The green buildings contributed to UC's energy cost savings, which increased from $15 million to $21 million last year due to efficiency initiatives on all campuses.
"Our leadership in sustainability not only saves the university money, it creates a cleaner, greener environment for our campuses and the communities we serve," said Nathan Brostrom, UC's executive vice president for business operations. "Sustainability is an integral part of the University of California's public service commitment."
These energy-efficiency milestones are highlighted in the UC annual sustainability report which Brostrom and Patrick Lenz, UC's vice president for budget and capital resources, will present to the Board of Regents at its Jan. 18 meeting at UC San Diego. The annual report is called for in the systemwide sustainability policy, which has made UC one of the greenest universities in the country since being enacted in 2003.
The Sierra Club and other organizations routinely give high marks to UC for its commitment to sustainable operations. UC campuses, staff members and students earned numerous awards in 2010, including a Millennium Award given by the environmental group Global Green USA to the UC system for its leadership in LEED building practices.
UC LEED-certified projects comply with a verification system that measures construction methods that lead to energy savings, water conservation, carbon emissions reduction and other environmentally friendly practices
The savings on energy at UC come primarily from an Energy Efficiency Partnership program begun in 2004 with the California State University system and the state's four investor-owned utilities. The program has funded retrofits to energy efficient lighting and installation of monitoring systems that track a building's energy use and maximize its efficiency. For example, the monitoring system can detect if heating and cooling systems are on at the same time.
UC is saving more than $21 million annually compared to what it otherwise would pay the utilities, and the goal is to reach $36 million in savings.
Other highlights from the 2010 sustainability report included:
- All 10 campuses met the goal of diverting at least 50 percent of municipal waste from being sent to landfills, and five campuses already have achieved a 70 percent diversion rate. However, a large proportion of waste diversion comes from construction and demolition waste, which varies every year.

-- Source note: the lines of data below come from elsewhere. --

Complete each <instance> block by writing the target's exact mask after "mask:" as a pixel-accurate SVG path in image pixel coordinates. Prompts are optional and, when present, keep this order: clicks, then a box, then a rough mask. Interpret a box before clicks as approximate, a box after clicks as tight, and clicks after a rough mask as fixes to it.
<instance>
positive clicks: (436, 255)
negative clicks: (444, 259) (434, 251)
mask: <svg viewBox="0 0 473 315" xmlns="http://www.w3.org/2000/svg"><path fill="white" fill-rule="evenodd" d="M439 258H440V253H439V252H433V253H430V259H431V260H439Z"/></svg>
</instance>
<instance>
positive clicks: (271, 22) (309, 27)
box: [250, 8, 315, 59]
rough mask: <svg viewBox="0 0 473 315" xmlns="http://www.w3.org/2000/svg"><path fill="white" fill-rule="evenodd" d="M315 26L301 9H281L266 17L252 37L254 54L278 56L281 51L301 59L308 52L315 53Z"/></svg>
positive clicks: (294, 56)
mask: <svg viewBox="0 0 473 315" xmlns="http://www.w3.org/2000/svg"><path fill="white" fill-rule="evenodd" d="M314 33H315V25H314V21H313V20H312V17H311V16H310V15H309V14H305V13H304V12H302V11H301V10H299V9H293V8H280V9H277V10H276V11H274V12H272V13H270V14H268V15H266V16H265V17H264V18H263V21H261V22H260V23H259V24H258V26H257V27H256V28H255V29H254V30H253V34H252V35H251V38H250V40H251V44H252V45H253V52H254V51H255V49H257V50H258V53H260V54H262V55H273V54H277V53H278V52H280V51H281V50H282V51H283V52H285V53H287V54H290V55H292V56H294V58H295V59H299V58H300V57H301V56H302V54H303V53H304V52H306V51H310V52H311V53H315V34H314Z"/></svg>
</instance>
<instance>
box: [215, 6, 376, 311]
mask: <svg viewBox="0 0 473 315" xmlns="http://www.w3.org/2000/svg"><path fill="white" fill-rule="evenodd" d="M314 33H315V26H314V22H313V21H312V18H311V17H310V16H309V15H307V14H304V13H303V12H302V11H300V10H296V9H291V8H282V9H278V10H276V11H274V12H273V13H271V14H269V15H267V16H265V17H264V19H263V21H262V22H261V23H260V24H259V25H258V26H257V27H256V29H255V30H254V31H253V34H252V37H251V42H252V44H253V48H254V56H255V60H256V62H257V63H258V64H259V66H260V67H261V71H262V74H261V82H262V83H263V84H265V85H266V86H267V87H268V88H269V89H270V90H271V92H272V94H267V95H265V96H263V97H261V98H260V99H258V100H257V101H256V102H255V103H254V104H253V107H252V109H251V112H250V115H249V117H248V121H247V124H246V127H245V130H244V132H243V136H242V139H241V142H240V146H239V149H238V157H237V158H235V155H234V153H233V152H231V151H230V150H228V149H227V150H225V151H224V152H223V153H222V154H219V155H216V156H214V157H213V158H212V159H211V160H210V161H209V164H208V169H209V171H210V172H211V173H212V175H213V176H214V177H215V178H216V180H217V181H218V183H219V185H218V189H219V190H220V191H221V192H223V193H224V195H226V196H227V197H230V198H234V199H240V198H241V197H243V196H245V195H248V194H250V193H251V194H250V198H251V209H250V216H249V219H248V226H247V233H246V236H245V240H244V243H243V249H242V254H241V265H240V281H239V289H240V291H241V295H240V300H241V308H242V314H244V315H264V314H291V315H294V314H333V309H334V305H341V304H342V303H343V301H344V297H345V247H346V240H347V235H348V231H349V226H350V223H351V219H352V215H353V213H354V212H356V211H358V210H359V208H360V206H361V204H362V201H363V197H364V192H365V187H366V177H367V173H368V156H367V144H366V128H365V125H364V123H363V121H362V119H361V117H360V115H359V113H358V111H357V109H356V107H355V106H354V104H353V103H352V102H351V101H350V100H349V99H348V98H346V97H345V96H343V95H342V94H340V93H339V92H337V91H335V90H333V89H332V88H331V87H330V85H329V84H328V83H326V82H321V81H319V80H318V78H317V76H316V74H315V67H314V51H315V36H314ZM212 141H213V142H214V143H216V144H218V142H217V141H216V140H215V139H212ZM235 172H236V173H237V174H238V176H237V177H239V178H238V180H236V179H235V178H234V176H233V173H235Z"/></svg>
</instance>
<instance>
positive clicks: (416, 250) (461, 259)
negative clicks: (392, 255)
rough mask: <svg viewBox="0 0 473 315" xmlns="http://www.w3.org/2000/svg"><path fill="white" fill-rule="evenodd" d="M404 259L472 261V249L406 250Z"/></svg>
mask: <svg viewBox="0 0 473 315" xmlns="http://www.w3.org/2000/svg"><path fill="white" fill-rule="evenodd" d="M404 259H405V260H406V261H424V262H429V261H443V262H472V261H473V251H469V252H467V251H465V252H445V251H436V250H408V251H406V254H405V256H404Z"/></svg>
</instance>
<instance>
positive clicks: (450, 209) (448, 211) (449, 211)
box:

- UC Davis took first place in the national Environmental Protection Agency Game Day Challenge, diverting nearly 90 percent of the waste at its football stadium on the day of the challenge in October. (Ohio State was second at 68 percent.) Everything sold in the Davis stadium can be recycled or composted.
- UC Santa Barbara has now earned LEED for Existing Buildings certification on five buildings, with plans to certify 21 more in the next 18 months.
- To reduce diesel emissions, the San Diego campus installed diesel particulate filters on 27 vehicles, reducing particulate emissions by 86 percent.
- A national publication, Hands-On LEED: Guiding College Student Engagement, featured the San Diego campus as the model for student internships; the Berkeley campus is profiled as the model for coordinating student volunteers to make building operations more sustainable.
- UC San Diego signed one of the strongest fair trade policies of any university in the nation. The policy makes a commitment to only purchase coffee, tea and sugar products that are fair-trade certified and support sustainable business practices, humane working conditions and prohibit the use of child labor.
- More than 23 percent of the purchases administered through systemwide contracts met one or more environmentally preferable purchasing standards, such as using paper products made from recycled content.
- All five UC medical centers completed feasibility studies on sustainable foodservice practices and have committed to meeting the same policy requirements as campus dining services, which include goals for waste reduction and increased use of sustainable or organic food products.
In 2011 and beyond, UC plans to explore adding guidelines for water conservation and storm water management to the system's sustainability policy, work with UC medical centers to implement foodservice guidelines and encourage communication between campuses to share best practices.